The plus sign (+) means “one or more” iterations and is equivalent to XX* (pattern followed by pattern asterisk). For example, the following pattern matches a number with one or more digits, plus optional leading zeros:

    0*\d+   // match a number (one or more digits) with optional leading 
            // zeros

It may seem redundant to match the zeros at the beginning of an expression because zero is a digit and is thus matched by the \d+ portion of the expression anyway. However, we’ll show later how you can pick apart the string using a regex and get at just the pieces you want. In this case, you might want to strip off the leading zeros and keep only the digits.

Optional (zero or one iteration): question mark (?)

The question mark operator (?) allows exactly zero or one iteration. For example, the following pattern matches a credit-card expiration date, which may or may not have a slash in the middle:

    \d\d/?\d\d  // match four digits with an optional slash in the middle
Range (between x and y iterations, inclusive): {x,y}

The {x,y} curly-brace range operator is the most general iteration operator. It specifies a precise range to match. A range takes two arguments: a lower bound and an upper bound, separated by a comma. This regex matches any word with five to seven characters, inclusive:

    \b\w{5,7}\b  // match words with at least 5 and at most 7 characters
At least x or more iterations (y is infinite): {x,}

If you omit the upper bound, simply leaving a dangling comma in the range, the upper bound becomes infinite. This is a way to specify a minimum of occurrences with no maximum.

Grouping

Just as in logical or mathematical operations, parentheses can be used in regular expressions to make subexpressions or to put boundaries on parts of expressions. This power lets us extend the operators we’ve talked about to work not only on characters, but also on words or other regular expressions. For example:

    (yada)+

Here we are applying the + (one or more) operator to the whole pattern yada, not just one character. It matches yada, yadayada, yadayadayada, and so on.

Using grouping, we can start building more complex expressions. For example, while many email addresses have a three-part structure (e.g., foo@bar.com), the domain name portion can, in actuality, contain an arbitrary number of dot-separated components. To handle this properly, we can use an expression like this one:

    \w+@\w+(\.\w)+   // Match an email address

This expression matches a word, followed by an @ symbol, followed by another word and then one or more literal dot-separated words—e.g., , , or .

Capture groups

In addition to basic grouping of operations, parentheses have an important, additional role: the text matched by each parenthesized subexpression can be separately retrieved. That is, you can isolate the text that matched each subexpression. There is then a special syntax for referring to each capture group within the regular expression by number. This important feature has two uses.
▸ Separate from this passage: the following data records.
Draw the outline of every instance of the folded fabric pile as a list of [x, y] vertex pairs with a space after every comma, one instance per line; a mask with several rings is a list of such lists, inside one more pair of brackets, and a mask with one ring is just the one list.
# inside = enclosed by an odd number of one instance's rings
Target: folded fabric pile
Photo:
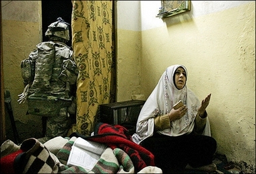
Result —
[[42, 143], [31, 138], [17, 151], [1, 157], [0, 163], [3, 173], [57, 173], [60, 163]]
[[133, 142], [127, 130], [122, 126], [98, 123], [94, 128], [94, 136], [85, 136], [77, 133], [73, 133], [71, 136], [105, 143], [113, 150], [116, 148], [122, 149], [131, 158], [135, 173], [147, 166], [155, 165], [153, 154]]
[[[31, 138], [20, 146], [7, 140], [1, 146], [1, 173], [162, 173], [162, 169], [154, 166], [154, 155], [134, 143], [127, 133], [123, 126], [100, 123], [92, 136], [73, 133], [70, 137], [57, 136], [44, 144]], [[108, 146], [91, 171], [80, 166], [67, 165], [78, 136]]]

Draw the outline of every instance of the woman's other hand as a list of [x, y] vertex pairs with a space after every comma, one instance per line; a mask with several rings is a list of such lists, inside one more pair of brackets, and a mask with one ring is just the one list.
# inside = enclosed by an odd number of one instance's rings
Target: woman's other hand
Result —
[[205, 118], [204, 114], [206, 107], [208, 106], [210, 103], [210, 99], [211, 99], [211, 93], [209, 94], [204, 99], [202, 100], [201, 106], [198, 109], [198, 114], [201, 118]]
[[170, 121], [174, 121], [180, 119], [184, 116], [187, 111], [187, 107], [185, 105], [179, 107], [177, 110], [172, 108], [168, 114]]

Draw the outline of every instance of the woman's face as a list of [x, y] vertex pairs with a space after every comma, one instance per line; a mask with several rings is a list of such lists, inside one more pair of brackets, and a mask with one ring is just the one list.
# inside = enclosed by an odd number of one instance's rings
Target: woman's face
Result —
[[185, 70], [179, 67], [174, 73], [174, 80], [175, 80], [175, 85], [176, 87], [179, 89], [181, 89], [184, 87], [185, 85], [186, 84], [186, 72]]

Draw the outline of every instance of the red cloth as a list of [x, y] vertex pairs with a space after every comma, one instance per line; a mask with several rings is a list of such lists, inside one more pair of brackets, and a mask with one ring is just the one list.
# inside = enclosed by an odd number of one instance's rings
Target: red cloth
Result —
[[1, 173], [15, 173], [14, 160], [19, 154], [23, 152], [22, 149], [20, 149], [1, 158]]
[[94, 136], [86, 137], [78, 135], [78, 136], [104, 143], [112, 149], [115, 148], [122, 149], [130, 157], [136, 173], [147, 166], [155, 166], [154, 155], [141, 145], [133, 142], [127, 130], [122, 126], [98, 123], [95, 127]]

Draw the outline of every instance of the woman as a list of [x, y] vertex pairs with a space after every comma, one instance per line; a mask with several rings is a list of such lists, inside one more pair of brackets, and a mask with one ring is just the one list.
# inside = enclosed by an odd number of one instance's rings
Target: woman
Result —
[[[132, 136], [154, 155], [156, 166], [163, 173], [216, 169], [212, 160], [217, 144], [210, 136], [205, 111], [211, 94], [200, 103], [187, 87], [187, 78], [183, 65], [166, 69], [142, 107]], [[174, 109], [179, 100], [184, 105]]]

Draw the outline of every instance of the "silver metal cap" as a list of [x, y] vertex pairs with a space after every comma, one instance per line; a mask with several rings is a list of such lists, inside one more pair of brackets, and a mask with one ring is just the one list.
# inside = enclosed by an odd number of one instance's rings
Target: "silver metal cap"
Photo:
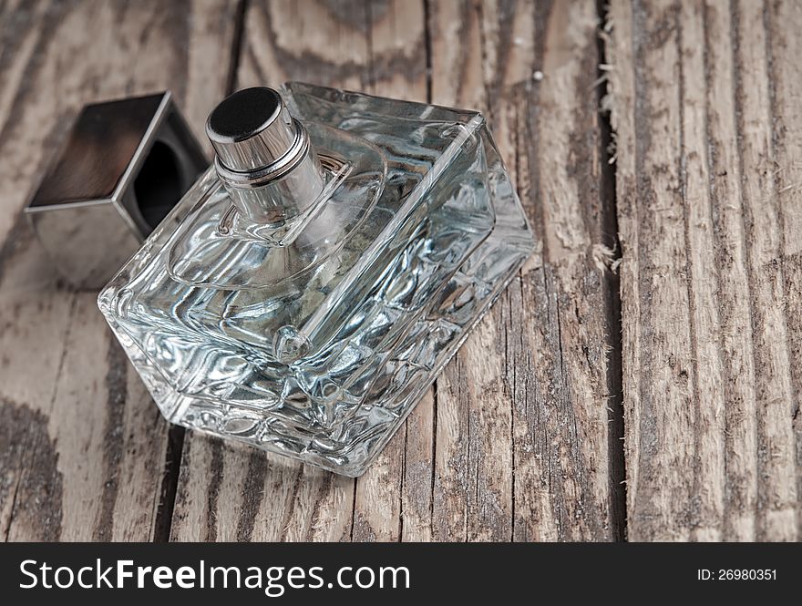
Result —
[[87, 105], [26, 213], [59, 272], [99, 288], [208, 165], [169, 92]]
[[235, 92], [206, 121], [206, 134], [220, 163], [233, 172], [252, 172], [279, 162], [297, 148], [300, 130], [281, 95], [265, 87]]

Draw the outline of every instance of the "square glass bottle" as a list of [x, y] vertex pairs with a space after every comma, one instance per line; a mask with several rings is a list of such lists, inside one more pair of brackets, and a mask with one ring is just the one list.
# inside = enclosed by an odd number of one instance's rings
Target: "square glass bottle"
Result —
[[170, 421], [358, 476], [534, 248], [485, 119], [290, 83], [206, 129], [100, 309]]

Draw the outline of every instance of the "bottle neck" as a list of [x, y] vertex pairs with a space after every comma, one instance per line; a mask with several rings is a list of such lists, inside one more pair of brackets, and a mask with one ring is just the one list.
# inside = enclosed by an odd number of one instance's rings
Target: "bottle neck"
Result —
[[[218, 171], [220, 175], [220, 171]], [[260, 226], [284, 231], [299, 221], [318, 200], [325, 183], [325, 171], [311, 146], [304, 157], [278, 179], [255, 184], [232, 183], [220, 175], [240, 215]]]

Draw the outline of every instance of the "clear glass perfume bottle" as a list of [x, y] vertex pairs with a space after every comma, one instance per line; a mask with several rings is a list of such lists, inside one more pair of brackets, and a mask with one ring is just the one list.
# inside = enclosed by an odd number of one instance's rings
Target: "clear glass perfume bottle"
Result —
[[485, 120], [291, 83], [207, 134], [100, 309], [169, 420], [357, 476], [534, 247]]

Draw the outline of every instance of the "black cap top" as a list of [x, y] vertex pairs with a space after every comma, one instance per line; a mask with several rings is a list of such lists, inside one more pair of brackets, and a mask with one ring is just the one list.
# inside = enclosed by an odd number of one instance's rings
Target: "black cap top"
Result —
[[221, 163], [235, 172], [270, 166], [297, 137], [281, 95], [272, 88], [244, 88], [223, 99], [209, 115], [206, 134]]

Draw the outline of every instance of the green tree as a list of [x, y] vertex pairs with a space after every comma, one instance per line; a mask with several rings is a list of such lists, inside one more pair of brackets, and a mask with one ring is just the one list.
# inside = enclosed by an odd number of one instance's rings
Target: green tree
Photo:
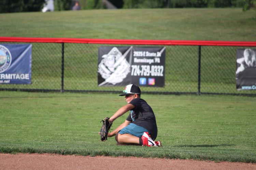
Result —
[[244, 4], [243, 6], [243, 11], [245, 11], [253, 8], [256, 10], [256, 0], [244, 0]]
[[72, 0], [55, 0], [54, 11], [70, 10], [72, 4]]
[[0, 13], [39, 11], [45, 0], [0, 0]]

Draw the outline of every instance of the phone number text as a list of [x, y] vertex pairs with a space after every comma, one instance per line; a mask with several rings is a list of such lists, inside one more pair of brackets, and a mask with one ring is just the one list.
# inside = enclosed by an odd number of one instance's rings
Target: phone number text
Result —
[[163, 76], [163, 66], [132, 65], [131, 75]]

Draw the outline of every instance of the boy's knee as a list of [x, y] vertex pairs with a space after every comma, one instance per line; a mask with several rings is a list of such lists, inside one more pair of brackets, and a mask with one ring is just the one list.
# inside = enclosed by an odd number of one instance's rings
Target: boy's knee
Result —
[[119, 135], [119, 133], [117, 133], [116, 135], [116, 136], [115, 137], [115, 139], [116, 139], [116, 141], [117, 142], [119, 142], [118, 141], [118, 135]]

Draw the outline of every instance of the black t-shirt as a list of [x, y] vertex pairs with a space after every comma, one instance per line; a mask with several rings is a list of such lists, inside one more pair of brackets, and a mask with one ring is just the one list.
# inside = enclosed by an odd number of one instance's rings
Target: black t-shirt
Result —
[[156, 117], [151, 107], [140, 98], [134, 99], [129, 103], [135, 106], [130, 111], [126, 120], [147, 129], [151, 135], [151, 138], [155, 139], [157, 136], [157, 126]]

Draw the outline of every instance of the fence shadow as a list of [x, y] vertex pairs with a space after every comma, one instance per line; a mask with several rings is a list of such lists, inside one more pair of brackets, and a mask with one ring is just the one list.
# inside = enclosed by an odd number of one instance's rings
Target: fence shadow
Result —
[[234, 144], [199, 144], [197, 145], [179, 145], [177, 146], [174, 146], [175, 147], [190, 147], [196, 148], [197, 147], [209, 147], [211, 148], [213, 147], [218, 147], [221, 146], [234, 146]]

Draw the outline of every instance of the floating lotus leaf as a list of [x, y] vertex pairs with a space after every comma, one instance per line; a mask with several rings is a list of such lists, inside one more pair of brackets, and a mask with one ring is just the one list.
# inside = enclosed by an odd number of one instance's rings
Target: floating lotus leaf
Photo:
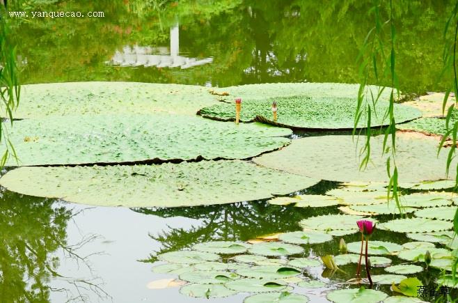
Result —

First, you can construct a regular expression that refers to the text it has already matched and uses this text as a parameter for further matching. This allows you to express some very powerful things. For example, we can show the dictionary example we mentioned in the introduction. Let’s find all the words that start and end with the same letter:

    \b(\w)\w*\1\b  // match words beginning and ending with the same letter

See the 1 in this expression? It’s a reference to the first capture group in the expression, (\w). References to capture groups take the form \n where n is the number of the capture group, counting from left to right. In this example, the first capture group matches a word character on a word boundary. Then we allow any number of word characters up to the special reference \1 (also followed by a word boundary). The \1 means “the value matched in capture group one.” Because these characters must be the same, this regex matches words that start and end with the same character.

The second use of capture groups is in referring to the matched portions of text while constructing replacement text. We’ll show you how to do that a bit later when we talk about the Regular Expression API.

Capture groups can contain more than one character, of course, and you can have any number of groups. You can even nest capture groups. Next, we discuss exactly how they are numbered.

Numbering

Capture groups are numbered, starting at 1, and moving from left to right, by counting the number of open parentheses it takes to reach them. The special group number 0 always refers to the entire expression match. For example, consider the following string:

    one ((two) (three (four)))

This string creates the following matches:

    Group 0: one two three four
    Group 1: two three four
    Group 2: two
    Group 3: three four
    Group 4: four

Before going on, we should note one more thing. So far in this section we’ve glossed over the fact that parentheses are doing double duty: creating logical groupings for operations and defining capture groups. What if the two roles conflict? Suppose we have a complex regex that uses parentheses to group subexpressions and to create capture groups? In that case, you can use a special noncapturing group operator (?:) to do logical grouping instead of using parentheses. You probably won’t need to do this often, but it’s good to know.

Alternation

The vertical bar (|) operator denotes the logical OR operation, also called alternation or choice. The | operator does not operate on individual characters but instead applies to everything on either side of it. It splits the expression in two unless constrained by parentheses grouping. For example, a slightly naive approach to parsing dates might be the following:

    \w+, \w+ \d+ \d+|\d\d/\d\d/\d\d  // pattern 1 or pattern 2

In this expression, the left matches patterns such as Fri, Oct 12, 2001, and the right matches 10/12/2001.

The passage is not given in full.